Thursday, May 17, 2012

A Rare But Intriguing Setup Based On The Recent Weak Closes


Regardless of whether the market has closed up or down, SPY has consistently closed near the lower end of its range over the last 5 days. Below is a list of all the instances where SPY closed in the bottom third of its daily range for five days in a row, and their returns over the next two days.

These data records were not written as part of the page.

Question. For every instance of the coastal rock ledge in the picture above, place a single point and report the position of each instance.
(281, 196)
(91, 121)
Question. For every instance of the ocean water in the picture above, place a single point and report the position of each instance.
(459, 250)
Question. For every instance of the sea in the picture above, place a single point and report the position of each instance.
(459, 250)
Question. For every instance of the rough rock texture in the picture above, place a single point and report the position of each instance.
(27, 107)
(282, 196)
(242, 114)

What I find most remarkable about this study is not the fact that all 6 instances closed higher 2 days later, but that the last 5 never saw any drawdown over the next 2 days.  That means they gapped up on day 1 and went 2 days without filling.

4 comments:

j'adoube said...

yup, just another perfect record -- blown to bits

Johan Lindén said...

Nice study, but too few observations to mean anything. Which we also saw today at opening.

Daniel said...

It's always of great interest when an actual result lands outside the "standard deviation" bands of some probabilistic study based on past similar occurrences.

Today's decline, like many others the past few days, is flying in the face of numerous regression-based studies.

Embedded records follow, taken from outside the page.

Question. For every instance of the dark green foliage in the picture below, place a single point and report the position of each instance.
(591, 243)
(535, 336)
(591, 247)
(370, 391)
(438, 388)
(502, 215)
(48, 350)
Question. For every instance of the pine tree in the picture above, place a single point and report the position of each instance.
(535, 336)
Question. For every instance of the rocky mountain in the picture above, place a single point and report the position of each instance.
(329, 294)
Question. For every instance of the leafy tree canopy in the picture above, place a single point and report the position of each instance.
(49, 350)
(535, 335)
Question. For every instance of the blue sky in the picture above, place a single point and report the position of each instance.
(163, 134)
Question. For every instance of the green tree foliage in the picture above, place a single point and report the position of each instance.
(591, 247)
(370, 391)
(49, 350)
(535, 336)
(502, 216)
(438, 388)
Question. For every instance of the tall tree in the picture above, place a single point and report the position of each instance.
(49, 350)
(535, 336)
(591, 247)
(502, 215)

Marc Faber has openly stated he believes a flat out market crash is a serious possibility, maybe even a likelihood. The interview I refer to came a few days ago, at much higher market levels. His reasoning is fundamentally-based, sovereign debt leveraging concerns.

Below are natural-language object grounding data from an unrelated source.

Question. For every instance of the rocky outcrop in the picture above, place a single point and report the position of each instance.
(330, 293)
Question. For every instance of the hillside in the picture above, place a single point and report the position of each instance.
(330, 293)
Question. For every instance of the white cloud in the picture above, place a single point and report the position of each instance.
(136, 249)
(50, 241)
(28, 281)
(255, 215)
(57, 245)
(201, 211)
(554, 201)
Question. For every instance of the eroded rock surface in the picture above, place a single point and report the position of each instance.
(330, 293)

In 1987 many reliable regression indicators and oscillators absolutely blew out, and only THEN did the crash occur-- taking them out to the stratosphere.

Anomalies are always of interest to the prudent speculator. There is potential secondary insight to be had, as to underlying dangers, from a regression study that majorly points one way--and an actual result that comes out another.

Market Owl said...

It just tells you how weak this market is, all the stats and historical data are screaming buy, yet we keep selling off. When a market gets oversold and sells off even more, without panicking, that is bear market action.